Take down the bunting, leave the champagne on ice, stay in your Tier 3 homes: turns out Everton can still lose games after all. Sunday’s limp defeat to Southampton may not have been enough for them to surrender top spot, but galling as it was to suffer through, it also came served with a side-order of perspective.
Oh, for the days of early-season optimism. When it was acceptable, even encouraged, to be wise before the event, to be seduced by James Rodriguez crooning ‘Up the Toffees’ in those dulcet South American tones, to be left weak at the knees by the sight of snapping tackles and forward passes. For some Evertonians, taking in much of those seven successive wins must have felt akin to that first drop of alcohol landing on your teenage tongue - you’re entranced, if a little unsure of yourself, but even if you’ll end up regretting it (and you surely will), you want more now. I remember my first victory, too.

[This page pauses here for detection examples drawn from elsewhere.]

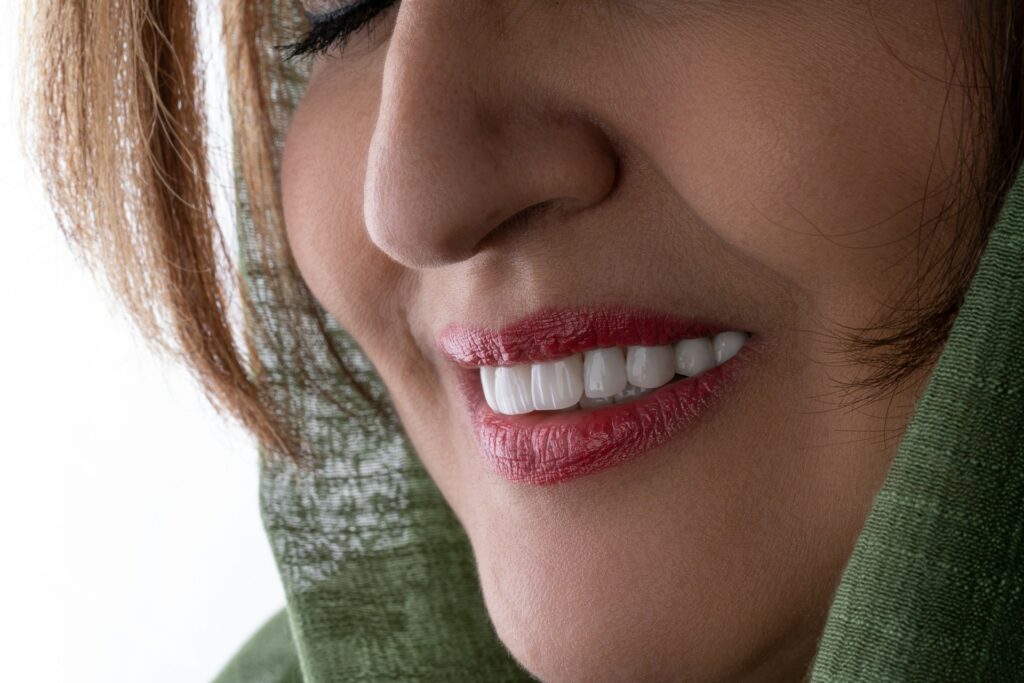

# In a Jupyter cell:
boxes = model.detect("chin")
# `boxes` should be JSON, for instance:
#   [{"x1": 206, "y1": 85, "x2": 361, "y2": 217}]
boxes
[{"x1": 480, "y1": 558, "x2": 741, "y2": 683}]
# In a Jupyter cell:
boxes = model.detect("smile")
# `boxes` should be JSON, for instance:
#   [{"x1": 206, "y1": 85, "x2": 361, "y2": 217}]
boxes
[{"x1": 438, "y1": 308, "x2": 758, "y2": 484}]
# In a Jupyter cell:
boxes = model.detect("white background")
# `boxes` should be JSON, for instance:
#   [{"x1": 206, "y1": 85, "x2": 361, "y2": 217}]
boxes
[{"x1": 0, "y1": 0, "x2": 284, "y2": 683}]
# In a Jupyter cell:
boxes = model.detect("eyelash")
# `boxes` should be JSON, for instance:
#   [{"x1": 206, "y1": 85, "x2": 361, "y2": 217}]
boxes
[{"x1": 276, "y1": 0, "x2": 397, "y2": 60}]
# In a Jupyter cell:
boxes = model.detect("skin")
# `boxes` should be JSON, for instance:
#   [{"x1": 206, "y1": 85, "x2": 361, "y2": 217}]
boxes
[{"x1": 282, "y1": 0, "x2": 974, "y2": 681}]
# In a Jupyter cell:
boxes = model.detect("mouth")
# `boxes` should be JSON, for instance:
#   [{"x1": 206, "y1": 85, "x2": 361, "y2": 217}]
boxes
[{"x1": 438, "y1": 307, "x2": 759, "y2": 485}]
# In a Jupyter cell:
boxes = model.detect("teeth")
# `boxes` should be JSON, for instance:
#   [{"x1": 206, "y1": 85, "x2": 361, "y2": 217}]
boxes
[
  {"x1": 480, "y1": 366, "x2": 498, "y2": 413},
  {"x1": 480, "y1": 332, "x2": 750, "y2": 415},
  {"x1": 612, "y1": 384, "x2": 653, "y2": 403},
  {"x1": 626, "y1": 346, "x2": 676, "y2": 389},
  {"x1": 495, "y1": 366, "x2": 534, "y2": 415},
  {"x1": 530, "y1": 353, "x2": 583, "y2": 411},
  {"x1": 676, "y1": 337, "x2": 716, "y2": 377},
  {"x1": 580, "y1": 396, "x2": 614, "y2": 411},
  {"x1": 711, "y1": 332, "x2": 748, "y2": 365},
  {"x1": 583, "y1": 346, "x2": 626, "y2": 398}
]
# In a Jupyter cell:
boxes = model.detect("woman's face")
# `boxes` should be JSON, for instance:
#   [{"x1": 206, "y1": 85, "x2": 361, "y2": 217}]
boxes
[{"x1": 283, "y1": 0, "x2": 962, "y2": 681}]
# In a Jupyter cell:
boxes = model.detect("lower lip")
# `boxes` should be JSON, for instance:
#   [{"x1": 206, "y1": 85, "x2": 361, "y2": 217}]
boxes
[{"x1": 460, "y1": 348, "x2": 755, "y2": 484}]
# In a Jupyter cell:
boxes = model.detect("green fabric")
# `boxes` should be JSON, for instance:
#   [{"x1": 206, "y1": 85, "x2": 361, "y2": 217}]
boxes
[
  {"x1": 215, "y1": 21, "x2": 1024, "y2": 683},
  {"x1": 812, "y1": 162, "x2": 1024, "y2": 683},
  {"x1": 210, "y1": 609, "x2": 302, "y2": 683}
]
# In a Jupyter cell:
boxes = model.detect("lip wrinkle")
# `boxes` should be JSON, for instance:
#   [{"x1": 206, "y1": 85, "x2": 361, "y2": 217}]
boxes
[
  {"x1": 437, "y1": 306, "x2": 739, "y2": 368},
  {"x1": 460, "y1": 346, "x2": 748, "y2": 485}
]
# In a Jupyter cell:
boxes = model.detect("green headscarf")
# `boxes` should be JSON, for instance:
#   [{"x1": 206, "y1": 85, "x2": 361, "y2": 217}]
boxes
[{"x1": 216, "y1": 34, "x2": 1024, "y2": 683}]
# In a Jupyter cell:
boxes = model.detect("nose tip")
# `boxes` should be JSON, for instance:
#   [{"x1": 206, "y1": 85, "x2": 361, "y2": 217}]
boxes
[{"x1": 364, "y1": 113, "x2": 616, "y2": 268}]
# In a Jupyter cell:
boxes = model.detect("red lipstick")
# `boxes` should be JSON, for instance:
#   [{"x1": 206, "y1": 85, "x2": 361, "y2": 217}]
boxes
[{"x1": 438, "y1": 307, "x2": 758, "y2": 484}]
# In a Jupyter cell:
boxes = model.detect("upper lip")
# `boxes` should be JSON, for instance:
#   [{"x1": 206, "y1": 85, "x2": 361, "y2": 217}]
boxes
[{"x1": 437, "y1": 306, "x2": 738, "y2": 368}]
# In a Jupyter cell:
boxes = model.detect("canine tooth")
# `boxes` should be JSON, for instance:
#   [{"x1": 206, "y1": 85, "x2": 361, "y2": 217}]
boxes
[
  {"x1": 480, "y1": 366, "x2": 498, "y2": 413},
  {"x1": 676, "y1": 337, "x2": 715, "y2": 377},
  {"x1": 712, "y1": 331, "x2": 748, "y2": 365},
  {"x1": 530, "y1": 353, "x2": 583, "y2": 411},
  {"x1": 495, "y1": 365, "x2": 534, "y2": 415},
  {"x1": 626, "y1": 344, "x2": 676, "y2": 389},
  {"x1": 583, "y1": 346, "x2": 626, "y2": 398}
]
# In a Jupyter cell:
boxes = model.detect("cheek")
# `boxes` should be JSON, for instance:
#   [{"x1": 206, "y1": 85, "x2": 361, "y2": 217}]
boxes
[
  {"x1": 281, "y1": 76, "x2": 400, "y2": 339},
  {"x1": 622, "y1": 3, "x2": 959, "y2": 324}
]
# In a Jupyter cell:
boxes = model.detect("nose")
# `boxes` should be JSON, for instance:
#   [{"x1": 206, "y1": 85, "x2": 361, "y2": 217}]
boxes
[{"x1": 364, "y1": 0, "x2": 616, "y2": 268}]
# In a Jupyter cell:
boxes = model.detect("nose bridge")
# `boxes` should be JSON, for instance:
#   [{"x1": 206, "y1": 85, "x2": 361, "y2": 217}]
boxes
[{"x1": 364, "y1": 0, "x2": 615, "y2": 268}]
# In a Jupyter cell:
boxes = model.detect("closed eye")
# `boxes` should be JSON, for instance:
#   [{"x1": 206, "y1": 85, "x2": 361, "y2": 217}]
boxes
[{"x1": 276, "y1": 0, "x2": 397, "y2": 60}]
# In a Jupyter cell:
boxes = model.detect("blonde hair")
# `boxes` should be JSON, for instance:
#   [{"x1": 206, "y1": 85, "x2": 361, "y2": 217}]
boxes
[
  {"x1": 23, "y1": 0, "x2": 1024, "y2": 460},
  {"x1": 23, "y1": 0, "x2": 383, "y2": 460}
]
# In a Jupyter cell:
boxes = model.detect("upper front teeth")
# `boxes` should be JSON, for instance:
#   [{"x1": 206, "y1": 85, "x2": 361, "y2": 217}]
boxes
[{"x1": 480, "y1": 332, "x2": 750, "y2": 415}]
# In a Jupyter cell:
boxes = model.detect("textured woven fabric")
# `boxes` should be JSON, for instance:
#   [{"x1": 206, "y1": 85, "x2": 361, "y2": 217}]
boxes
[
  {"x1": 216, "y1": 26, "x2": 1024, "y2": 683},
  {"x1": 812, "y1": 160, "x2": 1024, "y2": 683}
]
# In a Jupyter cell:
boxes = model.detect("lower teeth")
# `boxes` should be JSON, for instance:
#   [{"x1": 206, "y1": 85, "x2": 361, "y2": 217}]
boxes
[{"x1": 537, "y1": 375, "x2": 686, "y2": 413}]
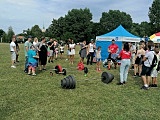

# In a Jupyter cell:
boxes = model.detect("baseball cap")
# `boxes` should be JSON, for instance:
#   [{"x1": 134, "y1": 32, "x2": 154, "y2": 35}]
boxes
[{"x1": 28, "y1": 35, "x2": 32, "y2": 38}]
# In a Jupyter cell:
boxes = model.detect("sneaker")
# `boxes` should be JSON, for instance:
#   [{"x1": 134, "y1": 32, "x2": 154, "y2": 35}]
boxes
[
  {"x1": 11, "y1": 65, "x2": 16, "y2": 68},
  {"x1": 141, "y1": 86, "x2": 149, "y2": 90},
  {"x1": 133, "y1": 75, "x2": 137, "y2": 77},
  {"x1": 28, "y1": 73, "x2": 31, "y2": 75},
  {"x1": 152, "y1": 84, "x2": 158, "y2": 87},
  {"x1": 149, "y1": 84, "x2": 154, "y2": 87},
  {"x1": 117, "y1": 82, "x2": 123, "y2": 85}
]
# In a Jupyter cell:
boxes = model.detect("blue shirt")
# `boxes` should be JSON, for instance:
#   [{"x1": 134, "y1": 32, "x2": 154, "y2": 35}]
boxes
[{"x1": 27, "y1": 50, "x2": 37, "y2": 64}]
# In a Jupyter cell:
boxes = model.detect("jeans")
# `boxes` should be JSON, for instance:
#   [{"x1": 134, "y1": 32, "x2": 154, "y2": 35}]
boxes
[
  {"x1": 120, "y1": 59, "x2": 130, "y2": 83},
  {"x1": 24, "y1": 56, "x2": 28, "y2": 72},
  {"x1": 87, "y1": 52, "x2": 94, "y2": 65}
]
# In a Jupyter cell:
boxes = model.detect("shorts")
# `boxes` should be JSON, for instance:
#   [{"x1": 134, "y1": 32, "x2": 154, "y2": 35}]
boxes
[
  {"x1": 67, "y1": 50, "x2": 69, "y2": 55},
  {"x1": 60, "y1": 51, "x2": 64, "y2": 53},
  {"x1": 151, "y1": 69, "x2": 158, "y2": 77},
  {"x1": 96, "y1": 58, "x2": 101, "y2": 62},
  {"x1": 135, "y1": 57, "x2": 142, "y2": 65},
  {"x1": 131, "y1": 54, "x2": 135, "y2": 65},
  {"x1": 11, "y1": 52, "x2": 16, "y2": 60},
  {"x1": 108, "y1": 53, "x2": 117, "y2": 62},
  {"x1": 141, "y1": 65, "x2": 152, "y2": 76},
  {"x1": 48, "y1": 50, "x2": 53, "y2": 57}
]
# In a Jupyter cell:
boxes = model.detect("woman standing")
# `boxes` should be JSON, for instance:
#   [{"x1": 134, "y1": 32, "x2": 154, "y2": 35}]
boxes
[
  {"x1": 39, "y1": 37, "x2": 47, "y2": 71},
  {"x1": 87, "y1": 39, "x2": 96, "y2": 65},
  {"x1": 133, "y1": 45, "x2": 145, "y2": 77},
  {"x1": 117, "y1": 43, "x2": 131, "y2": 85},
  {"x1": 69, "y1": 40, "x2": 76, "y2": 64},
  {"x1": 79, "y1": 40, "x2": 87, "y2": 63}
]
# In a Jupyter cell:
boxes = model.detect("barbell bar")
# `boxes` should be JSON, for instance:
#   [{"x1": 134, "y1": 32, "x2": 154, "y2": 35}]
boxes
[{"x1": 61, "y1": 72, "x2": 114, "y2": 89}]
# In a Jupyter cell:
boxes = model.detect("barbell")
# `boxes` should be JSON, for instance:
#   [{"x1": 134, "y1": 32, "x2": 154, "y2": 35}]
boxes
[
  {"x1": 50, "y1": 65, "x2": 67, "y2": 75},
  {"x1": 61, "y1": 72, "x2": 114, "y2": 89}
]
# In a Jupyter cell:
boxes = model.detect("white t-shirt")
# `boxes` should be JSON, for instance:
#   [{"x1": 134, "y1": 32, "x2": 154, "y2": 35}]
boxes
[
  {"x1": 89, "y1": 43, "x2": 94, "y2": 52},
  {"x1": 59, "y1": 46, "x2": 64, "y2": 52},
  {"x1": 144, "y1": 51, "x2": 155, "y2": 67},
  {"x1": 10, "y1": 41, "x2": 16, "y2": 52},
  {"x1": 96, "y1": 50, "x2": 101, "y2": 58}
]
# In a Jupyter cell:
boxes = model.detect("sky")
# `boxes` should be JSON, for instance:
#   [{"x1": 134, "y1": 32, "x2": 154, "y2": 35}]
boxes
[{"x1": 0, "y1": 0, "x2": 153, "y2": 34}]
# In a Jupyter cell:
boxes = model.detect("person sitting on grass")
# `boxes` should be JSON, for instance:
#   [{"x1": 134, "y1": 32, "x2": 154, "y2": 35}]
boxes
[
  {"x1": 27, "y1": 45, "x2": 38, "y2": 76},
  {"x1": 149, "y1": 48, "x2": 160, "y2": 87},
  {"x1": 117, "y1": 43, "x2": 131, "y2": 85},
  {"x1": 59, "y1": 43, "x2": 64, "y2": 59},
  {"x1": 108, "y1": 39, "x2": 119, "y2": 70},
  {"x1": 96, "y1": 46, "x2": 101, "y2": 71}
]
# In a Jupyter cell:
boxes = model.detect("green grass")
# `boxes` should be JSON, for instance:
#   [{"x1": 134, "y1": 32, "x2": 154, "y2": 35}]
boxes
[{"x1": 0, "y1": 44, "x2": 160, "y2": 120}]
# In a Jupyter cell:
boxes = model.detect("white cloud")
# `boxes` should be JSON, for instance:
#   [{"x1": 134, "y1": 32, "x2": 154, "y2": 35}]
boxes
[{"x1": 0, "y1": 0, "x2": 153, "y2": 33}]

Sooner or later, you’re in way over your head. One drink turns into a second, third and fourth. A fourth win becomes a fifth, sixth and seventh. Suddenly, you’re putting hats on dogs and dancing on tables. Or putting England caps on strikers and topping the nascent Premier League table. Something had to give. Reality had to bite. That gruelling headache the morning after had to kick in.
And so, at a ground which perennially seems to catch Everton on a bad day, St Mary’s transpired as the stage for their comedown. Indeed, once a decent start was undermined by James Ward-Prowse dovetailing with Danny Ings to fire Southampton ahead on 27 minutes, it was as if Carlo Ancelotti’s side staggered back to bed and declared this one a write-off.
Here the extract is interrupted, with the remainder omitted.